Stroud achieved national celebrity via Thomas Gaddis’s 1955 book The Birdman of Alcatraz, which was adapted into a 1962 film of the same name starring Burt Lancaster. 

Highlights of the lot in the auction include the original carbon-copied receipt to the deputy warden’s office for a microscope, bearing Stroud’s carbon-transferred signature. This 1936 gift allowed him to open new frontiers in his scientific research, and was discussed at length in The Birdman of Alcatraz. It is accompanied by a press photograph of Lancaster as Stroud receiving the microscope. 

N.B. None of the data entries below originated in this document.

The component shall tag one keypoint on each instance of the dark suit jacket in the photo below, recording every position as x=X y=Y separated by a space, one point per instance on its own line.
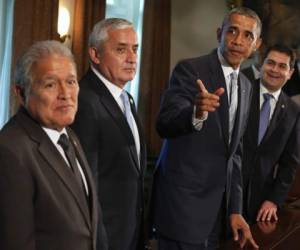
x=42 y=206
x=110 y=148
x=248 y=72
x=196 y=168
x=292 y=86
x=268 y=168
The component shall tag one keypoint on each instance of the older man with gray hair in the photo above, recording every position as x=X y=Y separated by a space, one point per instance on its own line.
x=110 y=132
x=48 y=198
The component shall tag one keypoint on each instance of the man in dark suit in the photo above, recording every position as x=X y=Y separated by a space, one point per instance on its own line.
x=271 y=150
x=292 y=86
x=198 y=178
x=110 y=132
x=48 y=199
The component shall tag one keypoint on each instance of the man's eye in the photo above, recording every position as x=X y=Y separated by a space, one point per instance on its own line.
x=49 y=85
x=249 y=36
x=283 y=66
x=72 y=81
x=121 y=50
x=231 y=31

Among the letters is a typed letter signed from Stroud discussing at length the breeding and coloration of his canaries. “It is strange, though, that for two hundred or more years zoologists the world over have known that robins, linits, etc lost their red color in captivity, but they have never had sense enough to figure out why. I knew why three months after I had hatch my first red chick.”

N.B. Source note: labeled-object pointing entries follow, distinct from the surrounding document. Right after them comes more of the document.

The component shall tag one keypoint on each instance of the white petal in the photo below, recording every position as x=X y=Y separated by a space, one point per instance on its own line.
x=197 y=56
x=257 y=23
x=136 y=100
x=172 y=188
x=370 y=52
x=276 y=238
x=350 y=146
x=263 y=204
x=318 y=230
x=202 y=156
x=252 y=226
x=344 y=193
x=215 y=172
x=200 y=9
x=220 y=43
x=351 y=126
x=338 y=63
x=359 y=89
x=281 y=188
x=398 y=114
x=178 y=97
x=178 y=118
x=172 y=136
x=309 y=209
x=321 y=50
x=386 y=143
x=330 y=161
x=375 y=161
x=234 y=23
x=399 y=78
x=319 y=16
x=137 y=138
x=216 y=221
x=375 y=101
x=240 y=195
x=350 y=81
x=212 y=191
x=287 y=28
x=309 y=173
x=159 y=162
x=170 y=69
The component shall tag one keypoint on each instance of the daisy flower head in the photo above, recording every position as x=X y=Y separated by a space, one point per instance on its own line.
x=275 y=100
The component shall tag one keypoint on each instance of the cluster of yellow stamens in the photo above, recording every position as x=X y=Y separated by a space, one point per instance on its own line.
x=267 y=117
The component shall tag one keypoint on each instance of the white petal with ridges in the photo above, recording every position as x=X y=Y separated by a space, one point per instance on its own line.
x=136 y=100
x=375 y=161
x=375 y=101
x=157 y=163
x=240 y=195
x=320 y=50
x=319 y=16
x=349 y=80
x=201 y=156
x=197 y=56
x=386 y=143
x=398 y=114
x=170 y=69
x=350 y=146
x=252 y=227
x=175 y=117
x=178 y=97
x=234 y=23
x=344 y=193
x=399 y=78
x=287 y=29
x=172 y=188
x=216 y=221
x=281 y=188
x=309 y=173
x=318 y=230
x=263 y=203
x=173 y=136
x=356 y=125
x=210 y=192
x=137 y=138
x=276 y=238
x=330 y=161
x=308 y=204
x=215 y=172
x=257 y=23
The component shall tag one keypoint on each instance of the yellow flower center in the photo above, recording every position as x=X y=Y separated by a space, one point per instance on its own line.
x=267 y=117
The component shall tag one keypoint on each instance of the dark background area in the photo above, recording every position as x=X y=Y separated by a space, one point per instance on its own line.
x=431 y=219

Another letter to a different recipient reports on the making of the Birdman of Alcatraz film: “Lancaster is quoted as saying that he was playing the part just as I had lived it, without any varnish whatsoever, and of course, that is exactly what I’ve always wanted.”

Also included are the printed 1951 Supreme Court petition, Stroud vs. Swope, in which Stroud protested the loss of his birds; manuscripts and typescripts by Gaddis from projects spanning several decades and much more.